Fondée en 1496, la ville a longtemps été le principal port de Tenerife, avant que le volcan ne vienne y mettre son grain de sel. En 1706, une éruption recouvre une partie du village et anéantit le port.
Ironie du sort : c’est dans cette même coulée de lave que se sont formés les bassins naturels qui font aujourd’hui la renommée du lieu.
Un coin enchanteur, une invitation à la baignade.
- L'anecdote historico-volcanique
La ville de Garachico avait pris de l’importance sur la côte nord de Tenerife, on y trouvait cinq couvents, un hôpital, des maisons bourgeoises et surtout le plus important port de commerce de l’île qui rayonnait vers les Indes, les Amériques et l’Europe jusqu’à la fin fatidique du 5 mai 1706.Le port était en forme de fer à cheval, il offrait aux navires qui venaient de toute part, un excellent abri aux humeurs de la mer.A environ 8 kilomètres en amont de la commune, une éruption fissurale s’est produite à cette époque formant le cratère de l’Arenas Negras ou Garachico. Celle-ci a débuté à environ 1300 m d’altitude, le flot de lave atteignit la cité à 3h30 le 5 mai 1706 et détruisit le port à 21h le même jour.Cette éruption a duré une quarantaine de jours, elle s’est achevée le 13 juin 1706 et marqua la fin de la période faste de la ville de Garachico, en effet, les laves détruisirent les terres de culture, une partie de la cité et obstruèrent une grande partie du port de commerce totalement inutilisable. C’est à partir de ce moment là, que la ville Santa Cruz de Tenerife prit de l’importance et que son port devint le principal de l’île.Parmi les éruptions historiques connus de Tenerife, c’est la seule à avoir produit de cette manière des dommages matériels considérables.
ATTENTION : deux anecdotes pour le prix d'une !
- L'anecdote historico-volcano-chanceuse
Le fort de Garachico n’est pas seulement un vestige de l’histoire militaire de Tenerife, mais aussi un témoin des événements dramatiques qui ont forgé son destin.
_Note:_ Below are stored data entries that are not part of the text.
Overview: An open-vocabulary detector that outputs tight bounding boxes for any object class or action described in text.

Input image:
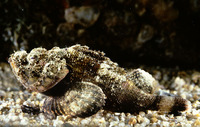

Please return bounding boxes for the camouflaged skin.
[8,44,191,119]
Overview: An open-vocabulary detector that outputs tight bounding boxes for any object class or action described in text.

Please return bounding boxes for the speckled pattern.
[7,45,190,121]
[0,63,200,126]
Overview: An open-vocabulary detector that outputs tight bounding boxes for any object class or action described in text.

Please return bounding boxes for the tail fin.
[124,69,191,114]
[152,96,191,114]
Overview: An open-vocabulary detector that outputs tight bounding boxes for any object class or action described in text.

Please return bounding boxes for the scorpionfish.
[8,44,191,119]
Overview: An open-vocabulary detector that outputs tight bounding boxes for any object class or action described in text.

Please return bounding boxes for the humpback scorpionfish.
[8,44,191,119]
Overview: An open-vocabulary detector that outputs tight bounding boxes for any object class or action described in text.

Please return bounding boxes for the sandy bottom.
[0,63,200,126]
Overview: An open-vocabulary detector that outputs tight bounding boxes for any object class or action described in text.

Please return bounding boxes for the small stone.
[0,90,6,98]
[114,112,121,115]
[169,122,176,126]
[195,113,200,118]
[161,121,169,126]
[57,116,64,121]
[16,98,22,104]
[53,117,64,126]
[139,111,145,117]
[137,115,144,123]
[120,113,125,122]
[109,121,118,126]
[151,117,158,123]
[128,117,137,125]
[80,119,89,125]
[193,119,200,126]
[118,122,125,127]
[16,108,21,114]
[20,117,29,125]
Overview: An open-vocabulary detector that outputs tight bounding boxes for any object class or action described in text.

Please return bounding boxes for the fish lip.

Construit au début du XVIe siècle, à l’époque où le village de Garachico était l’un des plus importants ports commerciaux de l’île, ce fort servait à protéger la ville des attaques de pirates, un fléau récurrent dans la région à l’époque. Mais ce n’est pas la lutte contre les corsaires qui fait le plus parler de lui.Le fort survécut à l’éruption, mais le port de Garachico, son atout majeur, fut enseveli sous les cendres et la roche. Le fort qui avait été construit pour défendre le port se retrouva coincé entre l'océan déchaîné et une mer de lave. Cela sonna le début du déclin de Garachico en tant que centre commercial de l’île.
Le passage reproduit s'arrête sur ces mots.